The theme of this book is, Your position as a sister will influence just about every area of your life - family, career, personality. What drew me into reading and re-reading is Stark's assertion that she can guess the birth order of a woman with only a few brief clues. Accountants (if I remember correctly) tend to be middle sisters.
And what amazed me is, she got my number! I am an older sister -- the bossy kind, not the caretaker type. And I fit her description quite accurately: totally independent and enjoy being in charge. I can't help noting how many older sisters tend to seek entrepreneurial careers and never really fit in as "team players."
I suspect most readers will do what I did: fast-forward to the chapters describing themselves. But I hope therapists and coaches will also enjoy reading this book because a lot of behavior that seems dysfunctional can be attributed directly to birth order. And from what Stark tells us, these influences go deep and can be hard to change.
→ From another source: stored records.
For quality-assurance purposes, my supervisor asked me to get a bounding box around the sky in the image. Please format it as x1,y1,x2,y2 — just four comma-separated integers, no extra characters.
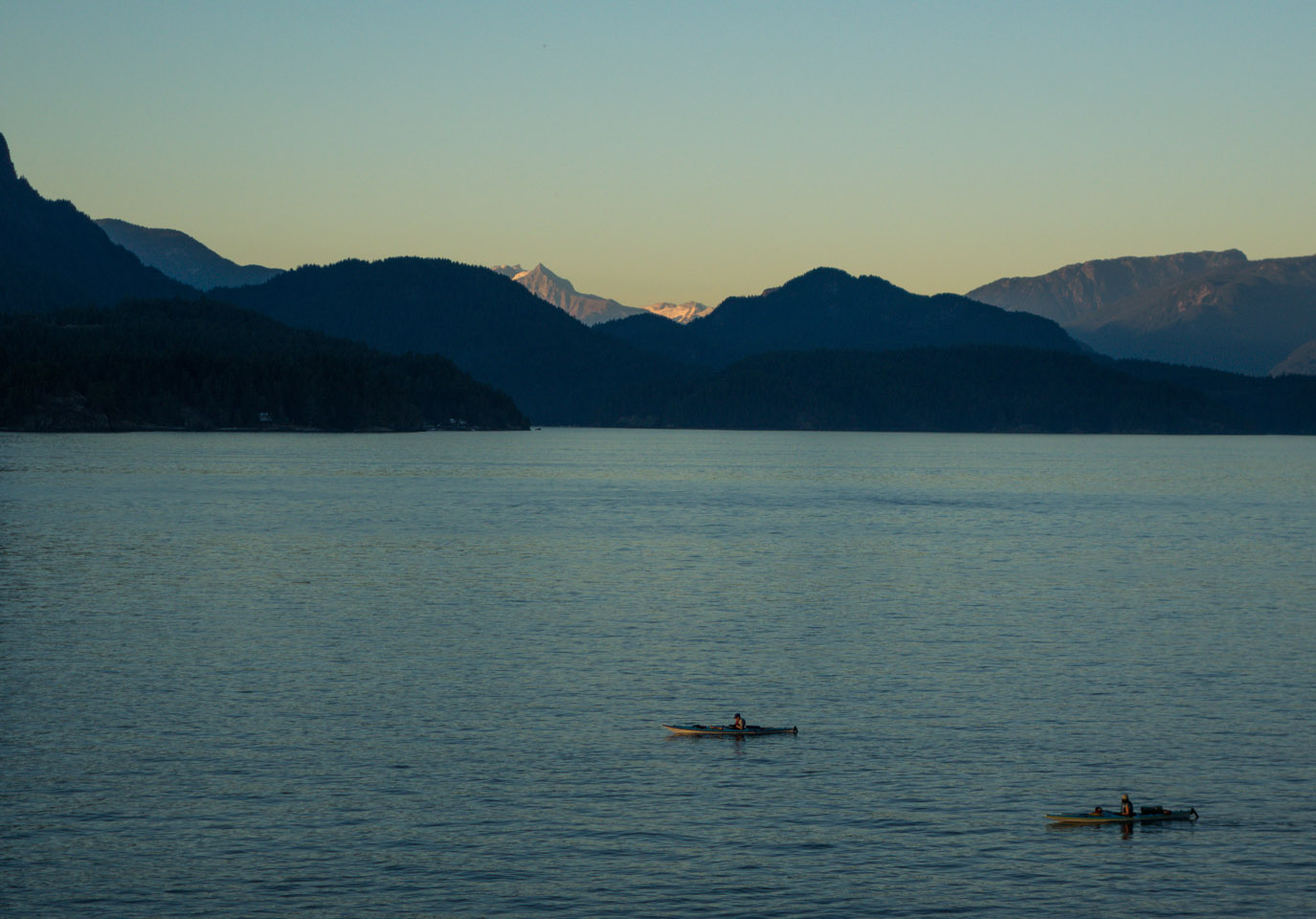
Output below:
0,0,1316,305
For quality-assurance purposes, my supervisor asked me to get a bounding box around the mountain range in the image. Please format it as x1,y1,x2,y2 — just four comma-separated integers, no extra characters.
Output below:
969,249,1316,374
494,263,712,325
0,128,1316,433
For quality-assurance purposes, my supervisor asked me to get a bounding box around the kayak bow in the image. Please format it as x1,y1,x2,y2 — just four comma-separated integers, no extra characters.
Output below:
663,724,800,737
1046,807,1197,823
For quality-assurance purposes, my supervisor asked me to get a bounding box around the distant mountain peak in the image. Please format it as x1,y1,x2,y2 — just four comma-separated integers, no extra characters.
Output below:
492,262,643,325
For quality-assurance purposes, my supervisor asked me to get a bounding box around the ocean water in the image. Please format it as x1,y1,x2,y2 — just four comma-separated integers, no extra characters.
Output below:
0,429,1316,919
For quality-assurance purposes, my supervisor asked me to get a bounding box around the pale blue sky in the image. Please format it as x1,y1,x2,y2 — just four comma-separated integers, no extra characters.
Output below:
0,0,1316,305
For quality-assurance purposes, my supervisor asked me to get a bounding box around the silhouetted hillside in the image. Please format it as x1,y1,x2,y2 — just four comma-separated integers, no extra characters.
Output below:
0,136,196,312
0,301,527,431
96,217,281,291
600,269,1080,366
212,258,680,424
1113,359,1316,435
602,347,1247,433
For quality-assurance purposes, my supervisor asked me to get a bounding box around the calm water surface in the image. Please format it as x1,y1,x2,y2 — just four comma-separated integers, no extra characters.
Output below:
0,431,1316,918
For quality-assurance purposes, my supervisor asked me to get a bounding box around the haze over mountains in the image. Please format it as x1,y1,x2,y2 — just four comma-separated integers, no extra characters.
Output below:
96,217,281,291
969,249,1316,374
0,128,1316,433
494,263,712,325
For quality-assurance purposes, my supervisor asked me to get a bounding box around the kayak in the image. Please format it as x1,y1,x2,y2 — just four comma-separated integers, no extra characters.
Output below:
1046,807,1197,823
663,724,800,737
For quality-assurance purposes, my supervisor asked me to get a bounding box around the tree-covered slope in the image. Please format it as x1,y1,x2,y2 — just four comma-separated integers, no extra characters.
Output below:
0,129,196,312
599,269,1081,366
0,301,527,431
212,258,680,424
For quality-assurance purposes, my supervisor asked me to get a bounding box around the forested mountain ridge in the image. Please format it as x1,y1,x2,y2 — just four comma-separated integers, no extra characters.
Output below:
211,257,683,424
0,301,529,431
96,217,281,291
0,134,196,312
599,267,1081,366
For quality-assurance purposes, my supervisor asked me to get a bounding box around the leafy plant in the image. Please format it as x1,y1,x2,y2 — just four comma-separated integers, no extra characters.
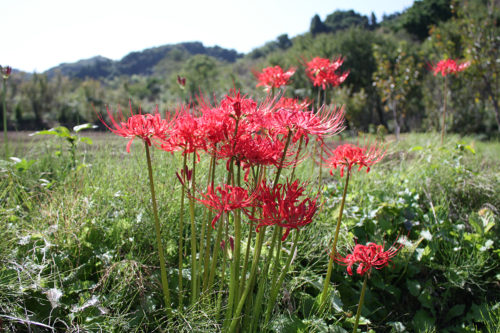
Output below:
32,124,97,169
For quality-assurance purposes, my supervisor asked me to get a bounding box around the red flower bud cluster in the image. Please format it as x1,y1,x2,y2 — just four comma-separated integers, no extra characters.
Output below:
432,59,470,76
254,66,296,91
305,57,349,90
323,143,386,177
335,243,403,276
0,66,12,80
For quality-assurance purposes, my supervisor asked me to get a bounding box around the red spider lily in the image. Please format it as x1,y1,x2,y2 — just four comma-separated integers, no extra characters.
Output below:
276,97,311,111
254,66,296,91
216,135,295,181
195,184,255,229
161,110,206,154
220,89,257,119
98,103,175,153
0,66,12,80
323,143,386,177
431,59,470,76
273,107,344,144
251,180,318,241
335,239,403,276
305,57,349,90
177,75,186,89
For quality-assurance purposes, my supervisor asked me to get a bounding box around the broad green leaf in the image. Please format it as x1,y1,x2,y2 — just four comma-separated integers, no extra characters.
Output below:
412,309,435,332
73,123,97,133
444,304,465,321
406,280,422,297
80,136,92,145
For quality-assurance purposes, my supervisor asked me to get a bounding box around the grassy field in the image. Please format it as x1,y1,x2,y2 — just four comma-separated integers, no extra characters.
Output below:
0,132,500,332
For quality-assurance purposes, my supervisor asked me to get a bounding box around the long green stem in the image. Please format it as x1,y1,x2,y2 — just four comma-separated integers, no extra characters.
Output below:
198,156,215,290
352,273,368,333
144,142,172,317
290,136,304,181
250,224,279,332
224,164,241,326
214,213,228,322
202,155,217,292
264,229,300,324
229,226,266,332
2,79,9,159
189,152,198,304
273,130,293,189
321,168,351,308
441,76,448,145
179,154,187,309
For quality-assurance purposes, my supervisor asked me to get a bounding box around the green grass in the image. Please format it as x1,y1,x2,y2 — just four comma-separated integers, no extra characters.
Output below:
0,133,500,332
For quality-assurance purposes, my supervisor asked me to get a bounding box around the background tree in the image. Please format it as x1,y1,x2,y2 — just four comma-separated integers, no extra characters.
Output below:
373,41,421,140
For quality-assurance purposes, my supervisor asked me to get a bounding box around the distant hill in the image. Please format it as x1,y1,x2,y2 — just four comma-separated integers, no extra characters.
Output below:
45,42,243,79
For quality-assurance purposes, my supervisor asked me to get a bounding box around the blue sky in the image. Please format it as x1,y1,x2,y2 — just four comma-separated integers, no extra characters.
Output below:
0,0,413,72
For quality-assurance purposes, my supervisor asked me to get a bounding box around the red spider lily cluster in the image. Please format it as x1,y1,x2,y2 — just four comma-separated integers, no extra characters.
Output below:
100,90,344,231
305,57,349,90
196,184,254,229
0,66,12,80
254,66,296,91
323,143,386,177
335,243,403,276
254,180,318,241
98,104,178,153
432,59,470,76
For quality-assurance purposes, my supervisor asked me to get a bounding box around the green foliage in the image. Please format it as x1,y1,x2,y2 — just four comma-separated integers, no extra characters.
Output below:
0,133,500,332
402,0,452,40
32,124,97,169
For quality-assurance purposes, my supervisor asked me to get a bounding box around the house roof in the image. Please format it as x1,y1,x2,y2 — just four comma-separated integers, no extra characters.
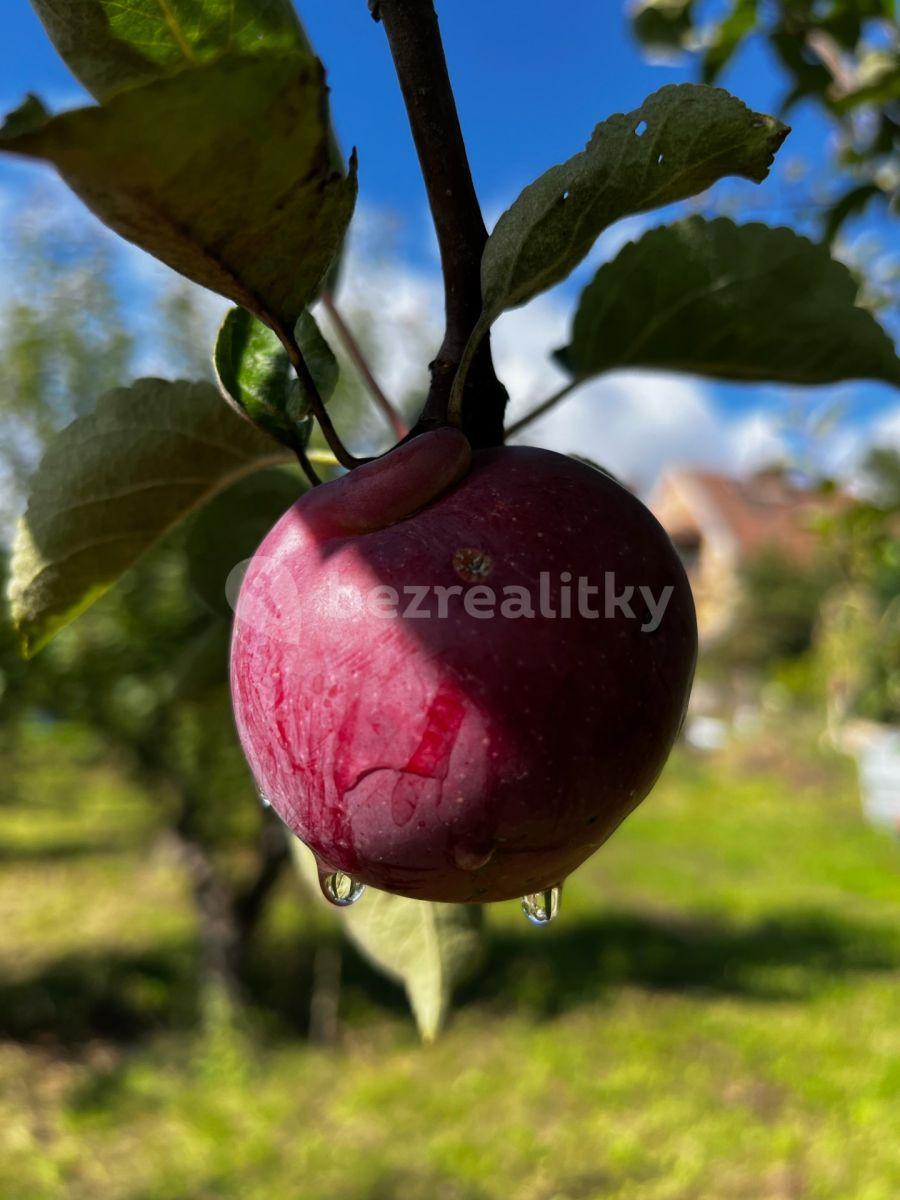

Stark focuses solely on families with sisters, which means someone else has to write the book about sisters with brothers and only children. But Stark has been quite comprehensive, even including a large chapter about being a twin sister -- an experience far from my own.
What puts this book in the five-star category is Stark's willingness to discuss the dark side of sisterly relationships. Presumably, as a therapist, she's heard everything.
In particular, she recognizes that some women will experience the sisterly relationship as a drain on their energy with no rewards in sight. She's carefully non-judgmental. Perhaps because her study would attract women who care about their sisters, she offers few examples of sisters who "divorced" their relationship. Rather we hear a few quotes from women who don't want to give up, although the effort seems pointless. Frankly, I think many women will recognize themselves and feel reassured to fit into a category.
Sometimes a book leaves you wanting more because there's a gap in what's presented. Here I found myself wanting more because the book raised provocative questions. For example, what's too much: when does a sister get dragged down by ties that no longer deserve to be honored? When women don't have sisters in their lives, do they tend to seek out special friends or do they always have a sense of something missing? When sisters are spaced far apart (i.e., one is eight years older than the other), do they experience birth order relationships differently?
And while I respect a study of 400 women, I would find it instructive to talk about famous and literary examples of sisters. Author Lisa Scottoline, herself a twin, has explored the twin theme in her superb murder mysteries. In one best-seller, a well-known lawyer is stunned by the appearance of a strange woman -- a low-life claiming to be her missing twin sister. And in the WNBA, twins Cheryl and Coco Miller are now playing on separate teams, after playing together in high school and in an elite college program. They're both doing well.
In summary, I recommend reading this book before making your next gift list. It's the kind of book that (I suspect) many women will want to share. It's perfect for book clubs with a psychological edge -- the kind of book that makes you want to start a conversation.